Ask Geico if they offer rideshare insurance where you are. Geico does offer rideshare insurance in SC; it's sold through the commercial side of Geico, as opposed to the personal side. They call it a "hybrid" policy.

I got it voluntarily last year; it's really good coverage & was only about 10 more bucks a month. It went up another 6$ a month this year (maybe bc I got a speeding ticket like a dummy) but it's worth it to *know* you're covered if anything happens. Based on what I've read on this board I would hate to rely on James River alone.



KellyC said:


> Ask Geico if they offer rideshare insurance where you are. Geico does offer rideshare insurance in SC; it's sold through the commercial side of Geico, as opposed to the personal side.

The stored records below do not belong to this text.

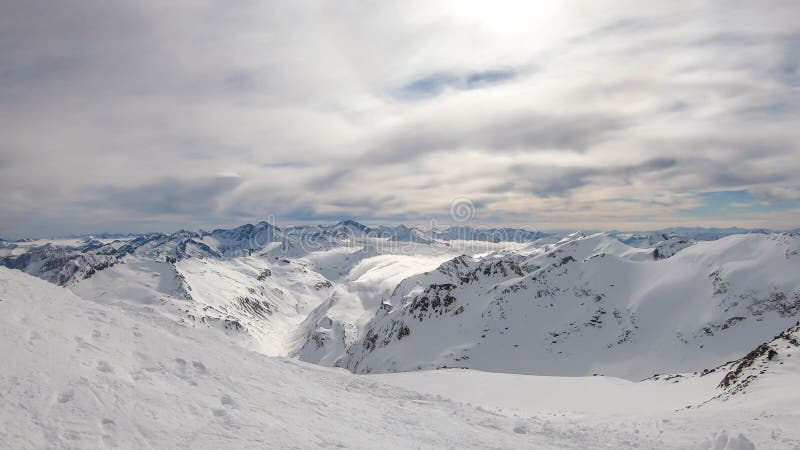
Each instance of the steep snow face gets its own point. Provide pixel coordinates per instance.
(588, 305)
(82, 374)
(332, 328)
(260, 303)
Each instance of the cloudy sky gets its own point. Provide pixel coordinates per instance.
(143, 115)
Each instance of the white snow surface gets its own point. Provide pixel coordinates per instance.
(79, 373)
(221, 340)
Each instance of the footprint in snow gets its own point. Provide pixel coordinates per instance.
(227, 401)
(105, 367)
(66, 396)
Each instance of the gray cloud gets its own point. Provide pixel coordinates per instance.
(170, 196)
(153, 116)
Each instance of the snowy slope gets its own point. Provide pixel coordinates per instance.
(86, 374)
(588, 305)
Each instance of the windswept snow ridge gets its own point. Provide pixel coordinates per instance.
(166, 339)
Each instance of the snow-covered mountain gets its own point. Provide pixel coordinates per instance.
(90, 372)
(587, 305)
(716, 316)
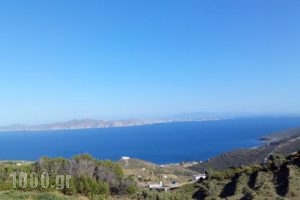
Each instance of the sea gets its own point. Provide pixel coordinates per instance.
(159, 143)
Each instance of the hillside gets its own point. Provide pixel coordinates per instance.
(284, 143)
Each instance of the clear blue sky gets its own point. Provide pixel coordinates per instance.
(110, 59)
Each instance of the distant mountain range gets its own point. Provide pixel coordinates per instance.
(91, 123)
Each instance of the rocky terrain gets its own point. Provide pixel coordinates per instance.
(284, 143)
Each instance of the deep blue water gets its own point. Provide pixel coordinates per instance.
(160, 143)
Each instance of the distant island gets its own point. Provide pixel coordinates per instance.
(92, 123)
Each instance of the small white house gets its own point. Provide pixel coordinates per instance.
(199, 177)
(125, 158)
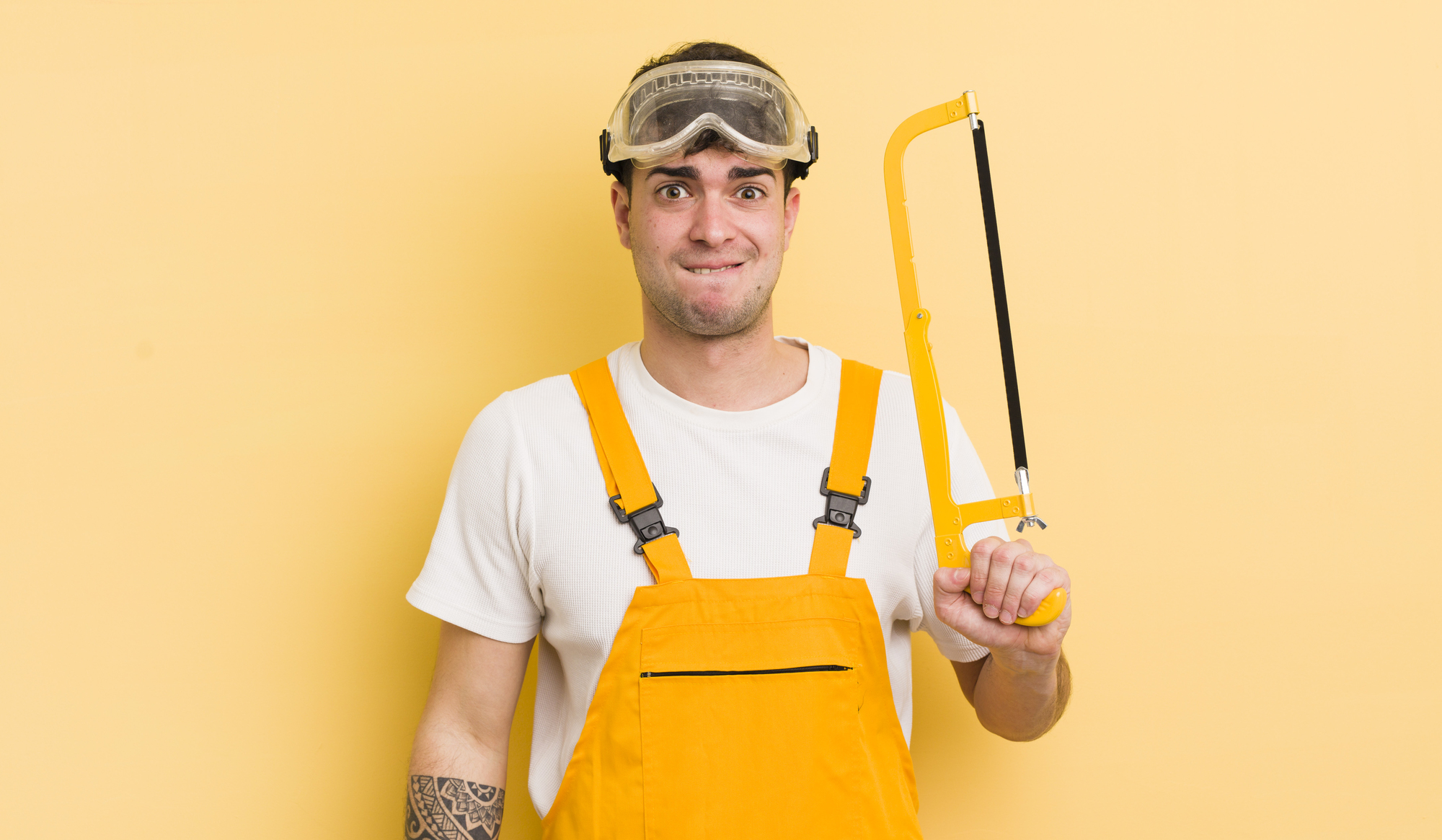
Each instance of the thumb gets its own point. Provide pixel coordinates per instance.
(952, 580)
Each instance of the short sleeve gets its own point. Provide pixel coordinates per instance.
(970, 484)
(478, 573)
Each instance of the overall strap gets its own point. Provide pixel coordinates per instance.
(632, 494)
(846, 484)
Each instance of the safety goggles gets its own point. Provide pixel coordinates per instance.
(667, 107)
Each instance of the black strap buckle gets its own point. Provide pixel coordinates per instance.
(647, 521)
(841, 508)
(608, 165)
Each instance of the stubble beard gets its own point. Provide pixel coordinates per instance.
(689, 317)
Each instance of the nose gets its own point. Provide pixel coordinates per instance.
(713, 223)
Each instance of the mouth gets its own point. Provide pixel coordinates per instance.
(712, 269)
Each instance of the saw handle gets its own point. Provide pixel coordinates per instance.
(1046, 612)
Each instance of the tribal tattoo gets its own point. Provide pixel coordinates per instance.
(445, 808)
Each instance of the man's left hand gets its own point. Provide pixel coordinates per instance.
(1007, 580)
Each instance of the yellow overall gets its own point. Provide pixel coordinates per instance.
(755, 707)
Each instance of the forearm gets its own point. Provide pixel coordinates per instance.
(458, 777)
(1022, 697)
(458, 782)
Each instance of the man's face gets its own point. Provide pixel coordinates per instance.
(707, 234)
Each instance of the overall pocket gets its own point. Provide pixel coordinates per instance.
(753, 730)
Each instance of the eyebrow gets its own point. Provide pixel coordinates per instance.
(690, 172)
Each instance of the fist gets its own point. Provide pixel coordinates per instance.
(1007, 580)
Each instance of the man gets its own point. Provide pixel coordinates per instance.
(710, 678)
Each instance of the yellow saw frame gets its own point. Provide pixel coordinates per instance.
(950, 518)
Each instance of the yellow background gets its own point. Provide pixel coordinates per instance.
(262, 263)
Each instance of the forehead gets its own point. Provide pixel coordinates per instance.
(712, 165)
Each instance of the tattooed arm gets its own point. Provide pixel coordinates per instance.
(459, 761)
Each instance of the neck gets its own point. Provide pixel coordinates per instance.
(732, 373)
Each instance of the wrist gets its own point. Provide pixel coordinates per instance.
(1022, 663)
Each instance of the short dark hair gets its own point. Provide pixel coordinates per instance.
(709, 138)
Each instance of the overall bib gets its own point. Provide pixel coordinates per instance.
(755, 707)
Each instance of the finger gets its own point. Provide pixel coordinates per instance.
(999, 575)
(952, 580)
(1040, 588)
(1023, 570)
(981, 563)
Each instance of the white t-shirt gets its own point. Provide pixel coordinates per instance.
(527, 541)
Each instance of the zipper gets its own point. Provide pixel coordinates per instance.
(802, 670)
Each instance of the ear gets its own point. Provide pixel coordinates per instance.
(789, 213)
(621, 208)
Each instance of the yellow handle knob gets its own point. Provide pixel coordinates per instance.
(1048, 611)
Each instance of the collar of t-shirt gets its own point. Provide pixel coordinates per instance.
(818, 377)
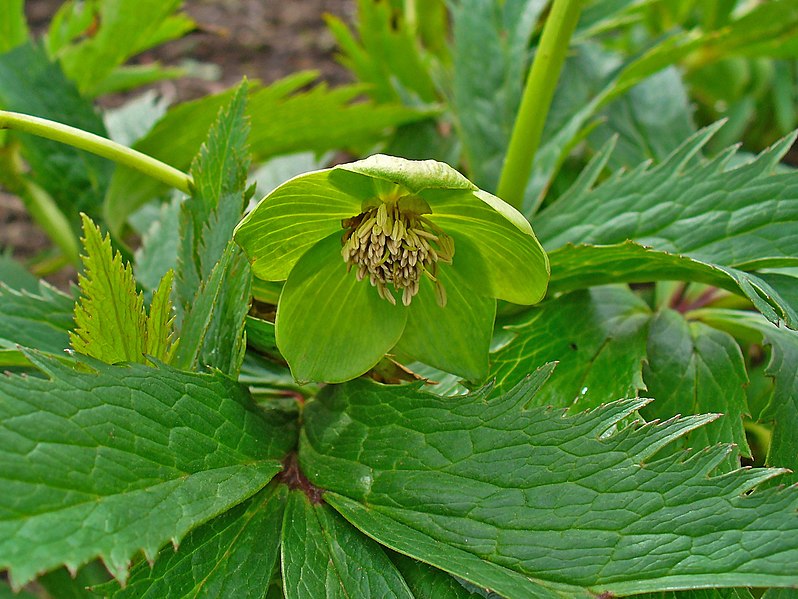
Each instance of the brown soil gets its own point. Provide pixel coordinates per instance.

They call it a "hybrid" policy.
> 
> I got it voluntarily last year; it's really good coverage & was only about 10 more bucks a month. It went up another 6$ a month this year (maybe bc I got a speeding ticket like a dummy) but it's worth it to *know* you're covered if anything happens. Based on what I've read on this board I would hate to rely on James River alone.


**If Geico doesn't offer it where you live, try some other ins. cos. It's starting to be more widely available


----------



## henrygates (Mar 29, 2018)

Find a company with a rideshare rider. Get it for sure.


----------



## IERide (Jul 1, 2016)

This is simple: Do what they say, or find another company. 
As already posted, ask if they offer it, if not, look elsewhere.


----------



## tcaud (Jul 28, 2017)

How did they know you did rideshare?


----------



## BigJohn (Jan 27, 2016)

Trans123 said:


> Gurus !!!!!!!!!!!!!!!!!!!!!!!!!!!!!!! please advice .. i will be indebted for you advice .. for ever.


Wait what? Oh, are you trying to purposely violate the terms of the personal auto insurance policy by NOT having a rideshare rider on it even though you are doing rideshare service?

SIMPLE FACT: You must have rideshare insurance policy/rider if you are doing rideshare service.


----------



## RamzFanz (Jan 31, 2015)

BigJohn said:


> Wait what? Oh, are you trying to purposely violate the terms of the personal auto insurance policy by NOT having a rideshare rider on it even though you are doing rideshare service?
> 
> SIMPLE FACT: You must have rideshare insurance policy/rider if you are doing rideshare service.


This isn't true.

Just don't expect them to cover you app on.

----

OP,

With State Farm, I pay $32 more a year for the TNC endorsement.


----------



## Rat (Mar 6, 2016)

Trans123 said:


> Gurus !!!!!!!!!!!!!!!!!!!!!!!!!!!!!!! please advice .. i will be indebted for you advice .. for ever.


Buy the insurance


----------



## BigJohn (Jan 27, 2016)

RamzFanz said:


> This isn't true.
> 
> Just don't expect them to cover you app on.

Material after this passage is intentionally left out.